The five wedding consultants at the downtown store offer newlyweds-to-be everything from gowns and tuxedo rental to videotaping of the wedding services, an in-house travel agent, a computerized bridal registry and listings of companies providing horse-drawn carriages.
Despite the extras, it is the bridal registry that makes the most money for department stores. Over half of the industry's revenue comes from sales of furnishings, china and other items sold as wedding gifts. On the day of the show, Woodies registered 200 brides-to-be, sending gift lists electronically to 14 of its 15 area stores.
"When a bride and groom register with us, hopefully, they will be a Woodies customer for the rest of their life," said Gigi Warren, manager of Woodies' wedding service and bridal registry departments.
In 1984, Woodies registered 6,400 couples, a 9 percent increase over the 5,900 couples registered in 1983. A national study for Modern Bride and Brides magazines found that bridal registries generated sales of an average $3,600 per couple in 1984 and that the figure may rise to between $4,800 and $7,000 per couple in 1985.
Warren attributes the growth in registry sales to the fact that better-educated, older couples who already have set up housekeeping know exactly what they need. Today, many brides-to-be bring their fiance's to register with them, and the couples are choosing less conventional gifts. Recently, Warren said, she had one couple register for downspouts for their home, while another couple registered for a lawn mower.

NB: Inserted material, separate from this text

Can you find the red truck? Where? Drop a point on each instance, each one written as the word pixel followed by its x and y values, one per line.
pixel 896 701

Industry representatives are reluctant to put a price tag on the average wedding because, they say, it depends on the area of the country and the number of guests. But a 1983 survey for Brides magazine set the figure at about $7,800 for a wedding ceremony and reception for 200. Of the weddings this year, 800,000 will be of couples remarrying after being divorced or widowed. These ceremonies usually are less elaborate than first-time weddings, said Tober, who remarried several years ago, but it is now increasingly acceptable to have a ceremony and sizable reception the second time around.

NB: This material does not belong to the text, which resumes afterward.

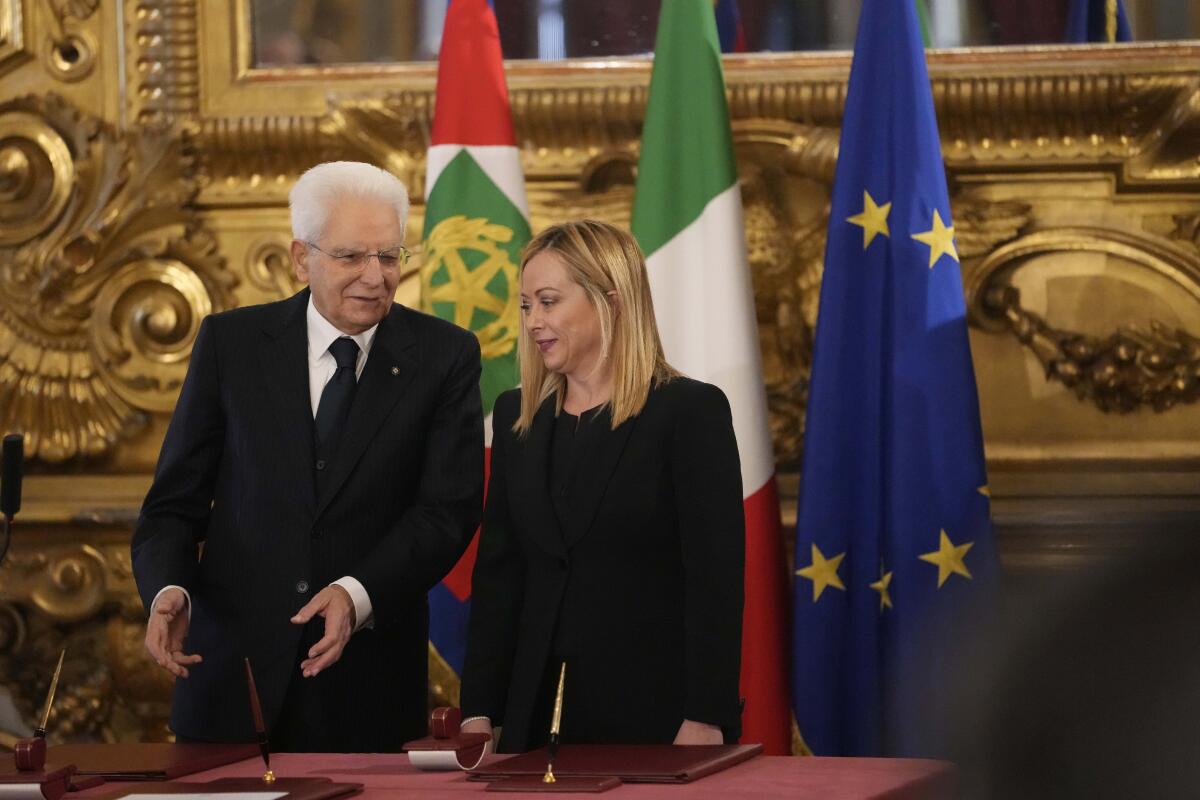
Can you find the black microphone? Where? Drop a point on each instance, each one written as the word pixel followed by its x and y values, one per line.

But Tober and other industry representatives agree that career couples getting married for the first time are the main target for wedding businesses and services.
"Usually, couples today have been working for several years and are willing to pitch in to make it a memorable day rather than have the bride's parents shoulder the whole cost," said Nancy S. Dver, co-founder of the Bridal Industry Association.
"I'm 30 years old, and it seems silly to ask my parents to pay for a wedding," said Kate Wolfe, who is planning to marry Steve Labuda, 31, in October.
Wolfe hopes to marry in a garden, they are planning a honeymoon in the Caribbean, and she wants a chocolate wedding cake with chocolate icing.
"I think I'm like most brides who have been on their own," she said. "I have a certain stamp I want on my wedding, my own individuality. It's worth a certain cost, although I'm not planning on going into debt over it."
Atoussa Navab, 25, a conference coordinator for a nonprofit education association, disregarded her careful budget to splurge on an elegant designer wedding dress with a sweeping train that she says makes her feel like a princess.
"I decided to choose a better-quality dress that I like," she said. "You don't want to spend so much for one day, but it's the only day like it I'll ever have."